The Girl Who Circumnavigated Fairyland in a Ship of Her Own Making - Catherynne M. Valente [82]
Gleam extended a long, pale green arm from the base of the lantern. September took it, and began hauling herself up the slippery glass humps of the Lonely Gaol.
Far below, the creature who was neither a dragon, nor a fish, nor a mountain rill, breathed in and out, in and out.
“Gleam,” September whispered. “Can you fly away up to the top of the towers and see whether a red wyvern or a blue Marid is there to be seen?”
Gleam brightened a little and disappeared like an orange arrow, darting up through the howling storm. September watched her go, crouching behind a slime-slathered boulder. She did not want to think about the door. All prisons have their gates, and all prison gates are guarded. The gate of the Lonely Gaol glimmered faintly in the storm-light, bolted with iron.
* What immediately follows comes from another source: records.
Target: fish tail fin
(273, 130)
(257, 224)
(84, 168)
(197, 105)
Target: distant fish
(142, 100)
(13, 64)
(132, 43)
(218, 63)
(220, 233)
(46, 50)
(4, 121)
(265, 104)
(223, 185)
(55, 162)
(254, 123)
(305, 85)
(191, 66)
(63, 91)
To keep them in, September thought. For iron hurts them so. The two blue lions flanked the door, their manes waving and curling slowly as though they were underwater, silver stars gleaming in their tails, their fur. Still, they slept, but September remembered that even sleeping, they had stolen her friends away in half a blink. Certainly she would be no work at all for them.
September thought furiously. She could not possibly fight the lions--they were the size of houses! If Ell could not fight them, she had no hope. All she had was the Spoon and the Wrench and a very wet jacket. And really, I oughtn’t to use the Spoon. It’s not mine. I’ve no idea about how witchcraft is done. Might as well ask me to make a pie out here. With ice cream on top.
And yet, the Spoon loomed large in her mind, as if offering its services. September peered around her and spied a little tidepool She crept along the rocks and stuck her hand into the cold water. She could feel a few stubborn mussels clinging to the glass, and a great deal of dead kelp and mud. Well, it was a kind of soup, wasn’t it? September blindly scraped at the glass lumps around her, scraping lichen and moss and unnameable gunk into the pool, trying to look like a brave, resourceful witch who knew just exactly what she was doing. She took up the Spoon and slid it into the pool, stirring counterclockwise, which is to say: widdershins.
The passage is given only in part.